Chloroquine also seems to act as a zinc ionophore, thereby
allowing extra cellular zinc to enter inside the cell and inhibit viral
RNA dependant RNA polymerase.
Other
Against rheumatoid arthritis, it operates by inhibiting lymphocyte proliferation, phospholipase A2, antigen presentation in dendritic cells, release of enzymes from lysosomes, release of reactive oxygen species from macrophages, and production of IL-1.
History
In Peru the indigenous people extracted the bark of the Cinchona plant trees and used the extract (Chinchona officinalis)
to fight chills and fever in the seventeenth century. In 1633 this
herbal medicine was introduced in Europe, where it was given the same
use and also began to be used against malaria. The quinoline antimalarial drug quinine was isolated from the extract in 1820, and chloroquine is an analogue of this.
Chloroquine was discovered in 1934 by Hans Andersag and coworkers at the Bayer laboratories, who named it "Resochin".
It was ignored for a decade, because it was considered too toxic for
human use. During World War II, United States government-sponsored
clinical trials for antimalarial drug development showed unequivocally
that chloroquine has a significant therapeutic value as an antimalarial
drug. It was introduced into clinical practice in 1947 for the
prophylactic treatment of malaria.
Names
Brand names include Chloroquine FNA, Resochin, Dawaquin, and Lariago.
Research
COVID-19
In late January 2020 during the 2019–20 coronavirus outbreak, Chinese medical researchers stated that exploratory research into chloroquine and two other medications, remdesivir and lopinavir/ritonavir, seemed to have "fairly good inhibitory effects" on the SARS-CoV-2 virus, which is the virus that causes COVID-19. Requests to start clinical testing were submitted.
Chloroquine had been also proposed as a treatment for SARS, with in vitro tests inhibiting the SARS-CoV virus.
On 19 February 2020, preliminary results found that chloroquine
may be effective and safe in treating COVID-19 associated pneumonia.
The Guangdong Provincial Department of Science and Technology and the
Guangdong Provincial Health and Health Commission issued a report
stating that chloroquine phosphate "improves the success rate of
treatment and shortens the length of patient’s hospital stay" and
recommended it for people diagnosed with mild, moderate and severe cases
of novel coronavirus pneumonia.
Chloroquine has been recommended by Chinese, South Korean and Italian health authorities for the treatment of COVID-19. These agencies noted contraindications for people with heart disease or diabetes. In February 2020, both drugs were shown to effectively inhibit COVID-19 in vitro, but a further study concluded that hydroxychloroquine was more potent than chloroquine, with a more tolerable safety profile.

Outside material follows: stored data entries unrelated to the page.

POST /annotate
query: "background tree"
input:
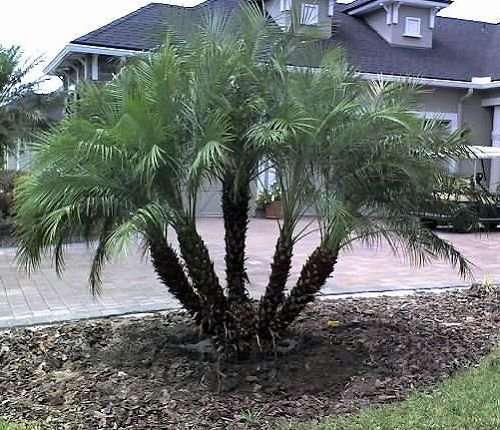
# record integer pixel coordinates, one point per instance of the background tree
(134, 154)
(18, 114)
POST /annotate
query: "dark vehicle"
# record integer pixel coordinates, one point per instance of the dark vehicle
(468, 202)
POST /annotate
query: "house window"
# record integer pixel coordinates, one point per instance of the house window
(309, 14)
(412, 28)
(286, 5)
(331, 7)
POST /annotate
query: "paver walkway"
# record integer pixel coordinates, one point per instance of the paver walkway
(130, 284)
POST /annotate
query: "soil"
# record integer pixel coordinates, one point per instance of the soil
(139, 373)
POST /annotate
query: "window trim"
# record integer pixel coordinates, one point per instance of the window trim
(306, 20)
(285, 5)
(408, 22)
(331, 7)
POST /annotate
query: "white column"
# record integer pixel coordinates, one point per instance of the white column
(495, 141)
(95, 67)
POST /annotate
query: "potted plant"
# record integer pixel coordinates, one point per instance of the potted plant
(269, 203)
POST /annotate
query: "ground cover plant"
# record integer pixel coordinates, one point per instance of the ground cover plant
(133, 155)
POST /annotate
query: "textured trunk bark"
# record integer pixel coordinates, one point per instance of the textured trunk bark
(275, 290)
(171, 273)
(235, 207)
(313, 276)
(205, 281)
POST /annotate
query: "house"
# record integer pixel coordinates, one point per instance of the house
(457, 60)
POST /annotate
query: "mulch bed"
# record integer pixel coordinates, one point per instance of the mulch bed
(137, 374)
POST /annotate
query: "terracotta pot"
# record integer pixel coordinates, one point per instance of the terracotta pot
(274, 210)
(259, 213)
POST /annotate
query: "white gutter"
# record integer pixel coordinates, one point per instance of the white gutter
(475, 84)
(74, 48)
(375, 5)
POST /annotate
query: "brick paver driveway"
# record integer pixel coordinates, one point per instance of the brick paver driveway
(130, 285)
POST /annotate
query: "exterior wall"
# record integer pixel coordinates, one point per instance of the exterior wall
(476, 119)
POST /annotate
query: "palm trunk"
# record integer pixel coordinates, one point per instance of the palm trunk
(313, 276)
(217, 319)
(275, 290)
(171, 273)
(235, 207)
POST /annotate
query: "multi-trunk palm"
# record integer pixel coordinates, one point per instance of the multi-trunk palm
(135, 153)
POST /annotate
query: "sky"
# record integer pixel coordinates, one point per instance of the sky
(44, 27)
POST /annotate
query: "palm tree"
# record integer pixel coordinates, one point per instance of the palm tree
(18, 115)
(133, 155)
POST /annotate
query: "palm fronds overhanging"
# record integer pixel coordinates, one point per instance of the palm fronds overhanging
(19, 114)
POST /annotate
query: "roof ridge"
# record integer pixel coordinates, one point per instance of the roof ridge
(117, 21)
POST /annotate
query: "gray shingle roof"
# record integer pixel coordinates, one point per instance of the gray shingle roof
(462, 49)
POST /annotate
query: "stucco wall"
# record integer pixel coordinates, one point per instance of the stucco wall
(476, 119)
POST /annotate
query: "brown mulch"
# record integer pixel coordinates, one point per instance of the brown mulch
(138, 374)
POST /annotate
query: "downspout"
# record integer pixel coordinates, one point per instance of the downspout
(460, 110)
(460, 119)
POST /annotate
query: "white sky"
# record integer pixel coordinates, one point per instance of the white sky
(44, 27)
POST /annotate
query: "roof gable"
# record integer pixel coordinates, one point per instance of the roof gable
(454, 56)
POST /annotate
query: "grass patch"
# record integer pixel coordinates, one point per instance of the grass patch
(468, 401)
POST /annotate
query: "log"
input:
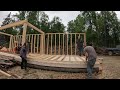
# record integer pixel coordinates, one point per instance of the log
(6, 74)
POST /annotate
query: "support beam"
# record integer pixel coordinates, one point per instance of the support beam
(10, 43)
(41, 43)
(6, 34)
(84, 39)
(24, 33)
(32, 26)
(13, 24)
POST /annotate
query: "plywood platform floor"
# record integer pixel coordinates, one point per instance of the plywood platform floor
(59, 61)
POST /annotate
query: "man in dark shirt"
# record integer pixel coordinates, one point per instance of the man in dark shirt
(91, 56)
(23, 55)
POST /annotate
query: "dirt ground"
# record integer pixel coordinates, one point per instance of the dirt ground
(111, 70)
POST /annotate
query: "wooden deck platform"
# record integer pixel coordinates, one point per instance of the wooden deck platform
(55, 62)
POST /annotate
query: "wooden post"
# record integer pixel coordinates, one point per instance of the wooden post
(84, 39)
(37, 42)
(63, 44)
(67, 44)
(71, 44)
(59, 44)
(44, 44)
(41, 43)
(47, 43)
(24, 33)
(51, 44)
(34, 42)
(10, 43)
(75, 44)
(55, 44)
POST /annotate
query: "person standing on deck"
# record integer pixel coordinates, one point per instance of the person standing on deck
(23, 55)
(80, 46)
(91, 56)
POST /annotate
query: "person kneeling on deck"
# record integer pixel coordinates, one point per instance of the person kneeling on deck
(91, 56)
(23, 55)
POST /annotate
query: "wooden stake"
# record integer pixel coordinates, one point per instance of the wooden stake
(63, 44)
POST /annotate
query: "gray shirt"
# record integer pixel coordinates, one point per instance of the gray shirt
(91, 52)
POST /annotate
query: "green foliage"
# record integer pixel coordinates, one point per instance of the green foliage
(103, 28)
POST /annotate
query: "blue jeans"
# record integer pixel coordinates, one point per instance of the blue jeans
(90, 65)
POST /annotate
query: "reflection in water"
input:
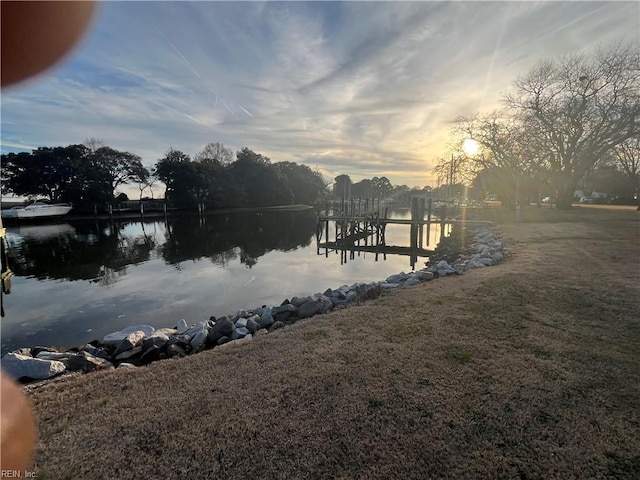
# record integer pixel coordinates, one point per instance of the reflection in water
(225, 237)
(78, 281)
(101, 252)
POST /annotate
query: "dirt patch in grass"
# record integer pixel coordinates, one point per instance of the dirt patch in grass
(529, 370)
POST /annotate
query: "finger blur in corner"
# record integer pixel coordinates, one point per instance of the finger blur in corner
(36, 35)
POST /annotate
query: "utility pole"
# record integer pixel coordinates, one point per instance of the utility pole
(451, 178)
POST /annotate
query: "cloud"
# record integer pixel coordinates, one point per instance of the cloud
(376, 85)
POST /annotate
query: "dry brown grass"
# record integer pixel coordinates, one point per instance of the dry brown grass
(527, 370)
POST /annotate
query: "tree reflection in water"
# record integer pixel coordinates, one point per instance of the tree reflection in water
(100, 252)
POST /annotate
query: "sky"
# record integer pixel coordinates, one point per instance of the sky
(358, 88)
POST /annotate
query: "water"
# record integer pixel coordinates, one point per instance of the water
(77, 281)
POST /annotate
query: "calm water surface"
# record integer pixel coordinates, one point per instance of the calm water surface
(78, 281)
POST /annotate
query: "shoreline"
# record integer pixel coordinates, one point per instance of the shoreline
(139, 345)
(129, 215)
(501, 372)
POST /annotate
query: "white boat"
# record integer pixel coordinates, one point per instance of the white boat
(37, 210)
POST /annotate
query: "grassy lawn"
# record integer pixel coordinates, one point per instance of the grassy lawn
(526, 370)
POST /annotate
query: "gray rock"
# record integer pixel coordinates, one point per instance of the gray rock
(239, 314)
(239, 333)
(157, 339)
(175, 351)
(151, 354)
(223, 328)
(298, 301)
(266, 320)
(239, 341)
(397, 278)
(95, 351)
(52, 355)
(283, 312)
(115, 338)
(277, 325)
(182, 326)
(288, 308)
(424, 275)
(196, 328)
(309, 308)
(73, 362)
(128, 353)
(131, 341)
(252, 325)
(314, 305)
(165, 331)
(23, 366)
(93, 363)
(198, 341)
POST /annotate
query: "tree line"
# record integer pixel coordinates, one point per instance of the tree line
(568, 123)
(90, 174)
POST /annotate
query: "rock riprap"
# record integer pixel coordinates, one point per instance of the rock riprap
(142, 344)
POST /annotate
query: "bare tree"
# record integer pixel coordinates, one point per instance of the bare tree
(627, 154)
(94, 144)
(579, 108)
(508, 152)
(215, 152)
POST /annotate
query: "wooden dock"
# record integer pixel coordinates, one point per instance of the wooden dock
(364, 230)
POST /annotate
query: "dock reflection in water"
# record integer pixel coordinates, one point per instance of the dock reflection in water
(77, 281)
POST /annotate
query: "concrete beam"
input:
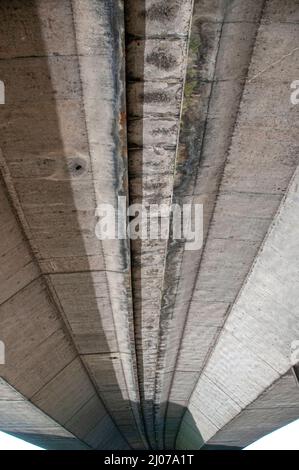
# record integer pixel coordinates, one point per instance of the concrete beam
(255, 347)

Preliminary results from a trial suggested that chloroquine is
effective and safe in COVID-19 pneumonia, "improving lung imaging
findings, promoting a virus-negative conversion, and shortening the
disease course."
Other viruses
In
October 2004 a group of researchers at the Rega Institute for Medical
Research published a report on chloroquine, stating that chloroquine
acts as an effective inhibitor of the replication of the severe acute
respiratory syndrome coronavirus (SARS-CoV) in vitro.

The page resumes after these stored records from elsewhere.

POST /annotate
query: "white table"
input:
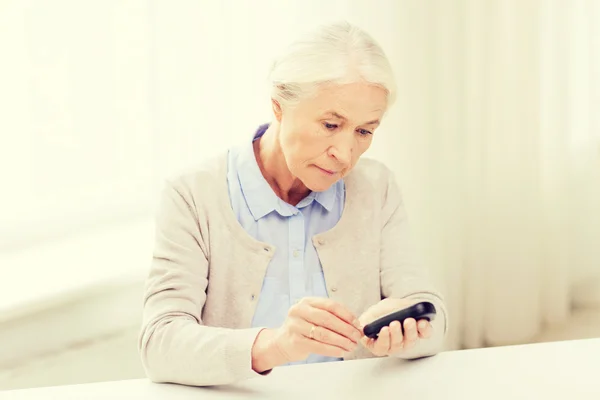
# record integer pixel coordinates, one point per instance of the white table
(568, 370)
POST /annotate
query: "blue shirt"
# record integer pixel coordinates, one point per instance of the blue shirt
(295, 270)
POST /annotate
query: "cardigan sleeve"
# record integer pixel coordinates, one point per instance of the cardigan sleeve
(403, 275)
(174, 345)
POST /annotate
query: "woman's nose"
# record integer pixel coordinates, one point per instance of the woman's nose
(341, 150)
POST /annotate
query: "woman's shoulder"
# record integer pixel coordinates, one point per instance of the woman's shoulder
(202, 181)
(371, 175)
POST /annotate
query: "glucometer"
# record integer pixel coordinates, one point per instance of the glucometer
(424, 310)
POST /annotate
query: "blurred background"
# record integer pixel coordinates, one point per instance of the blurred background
(495, 140)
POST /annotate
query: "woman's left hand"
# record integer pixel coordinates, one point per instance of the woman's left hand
(391, 340)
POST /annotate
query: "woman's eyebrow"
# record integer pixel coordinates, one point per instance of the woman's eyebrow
(338, 115)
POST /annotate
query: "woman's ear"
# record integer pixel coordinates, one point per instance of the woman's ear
(277, 111)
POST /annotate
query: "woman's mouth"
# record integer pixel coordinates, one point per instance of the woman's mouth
(327, 171)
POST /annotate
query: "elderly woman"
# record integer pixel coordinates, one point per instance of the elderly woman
(281, 250)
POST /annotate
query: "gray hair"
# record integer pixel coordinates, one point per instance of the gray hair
(338, 53)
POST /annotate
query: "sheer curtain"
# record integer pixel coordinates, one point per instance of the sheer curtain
(500, 159)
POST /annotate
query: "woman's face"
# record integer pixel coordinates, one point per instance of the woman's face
(323, 137)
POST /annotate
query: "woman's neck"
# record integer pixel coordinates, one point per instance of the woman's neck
(273, 166)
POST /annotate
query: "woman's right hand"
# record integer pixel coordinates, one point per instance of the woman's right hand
(313, 326)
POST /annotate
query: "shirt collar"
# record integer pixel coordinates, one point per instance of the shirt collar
(259, 196)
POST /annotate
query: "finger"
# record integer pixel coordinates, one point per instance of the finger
(410, 333)
(424, 328)
(334, 308)
(323, 349)
(319, 317)
(323, 335)
(396, 337)
(382, 344)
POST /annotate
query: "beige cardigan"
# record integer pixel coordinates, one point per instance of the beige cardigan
(207, 273)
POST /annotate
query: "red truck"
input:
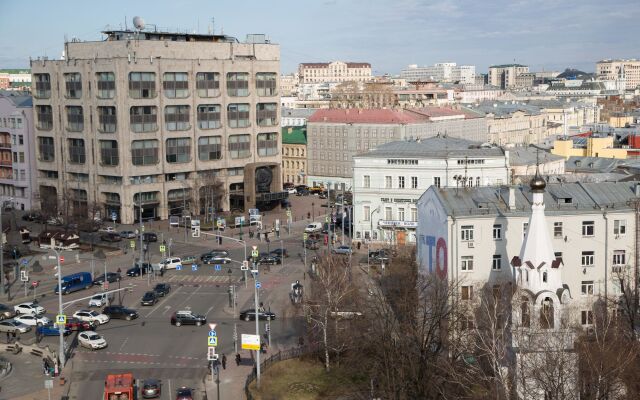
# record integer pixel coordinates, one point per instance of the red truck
(119, 387)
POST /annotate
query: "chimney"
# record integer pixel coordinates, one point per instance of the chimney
(512, 198)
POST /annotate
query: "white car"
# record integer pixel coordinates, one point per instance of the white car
(32, 320)
(92, 340)
(29, 308)
(91, 316)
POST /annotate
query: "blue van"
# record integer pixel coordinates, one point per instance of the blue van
(75, 282)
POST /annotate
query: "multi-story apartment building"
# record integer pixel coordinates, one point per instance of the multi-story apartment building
(505, 76)
(332, 72)
(389, 179)
(440, 72)
(17, 151)
(627, 71)
(490, 235)
(335, 135)
(294, 154)
(158, 118)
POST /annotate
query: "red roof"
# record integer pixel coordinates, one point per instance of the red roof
(366, 116)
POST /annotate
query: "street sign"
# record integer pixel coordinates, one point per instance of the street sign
(250, 342)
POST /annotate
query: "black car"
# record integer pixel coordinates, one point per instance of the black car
(149, 299)
(151, 389)
(250, 315)
(111, 277)
(187, 318)
(162, 289)
(120, 312)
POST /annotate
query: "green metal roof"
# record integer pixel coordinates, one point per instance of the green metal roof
(294, 135)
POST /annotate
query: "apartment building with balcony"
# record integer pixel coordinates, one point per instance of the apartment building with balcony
(161, 116)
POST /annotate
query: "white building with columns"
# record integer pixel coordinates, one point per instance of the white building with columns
(388, 180)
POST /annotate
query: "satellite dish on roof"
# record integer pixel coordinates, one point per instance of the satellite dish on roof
(138, 22)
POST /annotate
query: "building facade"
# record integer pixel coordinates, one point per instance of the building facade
(334, 72)
(388, 181)
(17, 151)
(158, 118)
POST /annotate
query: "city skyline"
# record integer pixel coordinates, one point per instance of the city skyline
(381, 33)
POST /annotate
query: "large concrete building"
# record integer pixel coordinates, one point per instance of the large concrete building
(164, 114)
(17, 151)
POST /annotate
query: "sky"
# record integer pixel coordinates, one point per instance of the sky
(389, 34)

Chloroquine is being considered in pre-clinical models as a potential agent against chikungunya fever.
Other
The radiosensitizing and chemosensitizing properties of chloroquine are beginning to be exploited in anticancer strategies in humans. In biomedicinal science, chloroquine is used for in vitro experiments to inhibit lysosomal degradation of protein products.